Eigenwoningvrijstelling niet meer mogelijk als eerder vrijstelling is toegepast
De inspecteur past de eigenwoningvrijstelling bij het vaststellen van de aanslag schenkbelasting niet toe en wijst ook het bezwaar van de zoon voor de rechtbank Zeeland-West-Brabant af. Daarbij verwijst de inspecteur naar artikel 82a van de Successiewet en stelt hij dat het beroep op de eenmalig verhoogde vrijstelling in 2011 ertoe leidt dat in 2019 niet meer van de eigenwoningvrijstelling gebruik kan worden gemaakt. In dat artikel staat dat de verhoogde vrijstelling niet van toepassing is als in een van de jaren 2010 tot en met 2016 de verhoogde vrijstelling, bedoeld in artikel 33 of artikel 33a, zoals dat luidde op 31 december 2014, door het kind is toegepast.
De zoon vindt wel dat de eigenwoningvrijstelling kan worden toegepast. Hij noemt het onbegrijpelijk dat de toepassing van de veel lagere eenmalig verhoogde vrijstelling in 2011 (€ 24.144,-) in de weg staat aan toepassing van de veel hogere eigenwoningvrijstelling in 2019 van € 102.010,-. Volgens de zoon heeft de inspecteur de bepalingen uit de Successiewet onjuist toegepast en in strijd gehandeld met algemene beginselen van behoorlijk bestuur.
Volgens de rechter staat het vast dat de zoon in 2011 een beroep heeft gedaan op de toen bestaande eenmalig verhoogde vrijstelling van artikel 33 van de Successiewet. Artikel 82a van de Successiewet belet dat bij de schenking in 2019 die daarna verder verhoogde vrijstelling kan worden toegepast. De zoon heeft immers de eenmalig verhoogde vrijstelling al eerder genoten. En hij heeft dus geen recht op toepassing van de eigenwoningvrijstelling voor de schenking in 2019.

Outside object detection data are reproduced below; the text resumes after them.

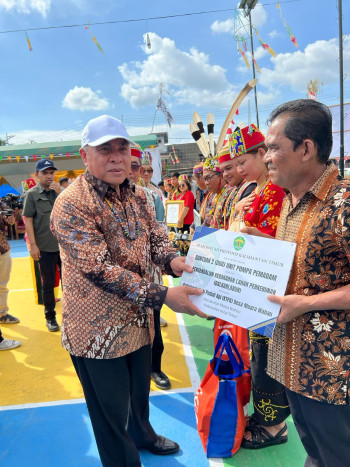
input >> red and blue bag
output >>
[195,334,250,458]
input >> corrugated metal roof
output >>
[0,135,157,158]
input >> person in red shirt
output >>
[229,124,290,449]
[176,175,195,232]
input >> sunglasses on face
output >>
[204,174,219,182]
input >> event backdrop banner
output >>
[181,227,296,337]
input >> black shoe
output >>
[145,436,180,456]
[46,318,60,332]
[151,371,171,389]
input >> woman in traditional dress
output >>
[176,175,195,232]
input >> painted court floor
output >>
[0,240,305,467]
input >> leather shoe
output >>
[151,371,171,390]
[146,436,180,456]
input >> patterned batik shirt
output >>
[51,171,176,358]
[267,164,350,404]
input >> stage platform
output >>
[0,240,306,467]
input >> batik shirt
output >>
[267,164,350,404]
[51,171,176,358]
[244,181,285,237]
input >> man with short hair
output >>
[51,115,205,467]
[58,177,69,190]
[168,172,180,201]
[242,99,350,467]
[23,159,61,332]
[216,143,256,230]
[129,143,171,390]
[0,210,21,344]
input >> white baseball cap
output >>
[81,115,135,147]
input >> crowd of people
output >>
[0,99,350,467]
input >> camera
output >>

Geen aanleiding voor inhaalschenking
Dat het niet mogen aanvullen van de schenkingsvrijstelling tot circa € 100.000,- in 2019 onredelijk en onbegrijpelijk is, en ook tot een ongelijke behandeling van belastingplichtigen leidt, leidt volgens de rechtbank niet tot een ander oordeel. De wetgever heeft deze gevolgen in de parlementaire behandeling van artikel 82a van de Successiewet onderkend, en geen aanleiding gezien om in gevallen als die van de zoon in 2019 de mogelijkheid te bieden voor een dergelijke inhaalschenking. Dat is een keuze van de wetgever die de inspecteur en ook de rechtbank dient te eerbiedigen.

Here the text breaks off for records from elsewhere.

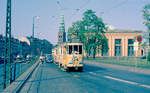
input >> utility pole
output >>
[2,0,12,89]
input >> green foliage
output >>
[143,4,150,30]
[147,51,150,61]
[68,10,108,57]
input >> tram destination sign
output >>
[136,36,143,43]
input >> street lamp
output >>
[32,16,40,38]
[31,16,40,56]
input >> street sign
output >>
[134,42,138,51]
[136,36,143,43]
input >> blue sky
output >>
[0,0,150,43]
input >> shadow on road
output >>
[83,64,106,72]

De stelling van de zoon dat sprake is van ongelijke behandeling, vat de rechtbank op als een beroep op het verbod op discriminatie dat is vastgelegd in artikel 26 IVBPR en artikel 14 EVRM in verbinding met artikel 1 van het Eerste Protocol bij dat verdrag. Die bepalingen verbieden echter niet iedere ongelijke behandeling van gelijke gevallen, maar alleen die welke als discriminatie moet worden beschouwd omdat een objectieve en redelijke rechtvaardiging voor de ongelijke behandeling ontbreekt.
Wetgever is binnen ruime beoordelingsvrijheid gebleven
De rechtbank merkt daarbij op dat op fiscaal gebied aan de wetgever een ruime beoordelingsvrijheid toekomt bij het beantwoorden van de vraag of gevallen voor de toepassing van de bedoelde verdragsbepalingen als gelijk moeten worden beschouwd. En als dat zo is of een objectieve en redelijke rechtvaardiging bestaat om die gevallen niettemin in verschillende zin te regelen. Daarbij dient het oordeel van de wetgever te worden geëerbiedigd tenzij dat oordeel onredelijk is.
De rechtbank overweegt dat in 2017 de eigenwoningvrijstelling is verruimd. De wetgever heeft voor het overgangsrecht als rechtvaardiging gegeven dat de uitvoeringslasten van die vrijstelling voor de Belastingdienst te groot zouden zijn als in alle gevallen van eigenwoningschenkingen door ouders aan kinderen gecontroleerd zou moeten worden of in de jaren voor 2017 geheel of gedeeltelijk van een verhoogde vrijstelling gebruik is gemaakt. Naar het oordeel van de rechtbank is de wetgever hiermee binnen de ruime beoordelingsmarge gebleven.
De inspecteur heeft de aanslag opgelegd in lijn met de geldende wetgeving. Hij had daarin geen beleidsvrijheid. Dat handelen van de inspecteur leidt dus niet tot schending van algemene beginselen van behoorlijk bestuur, zo oordeelt de rechtbank. Het beroep is ongegrond en de aanslag schenkbelasting blijft in stand.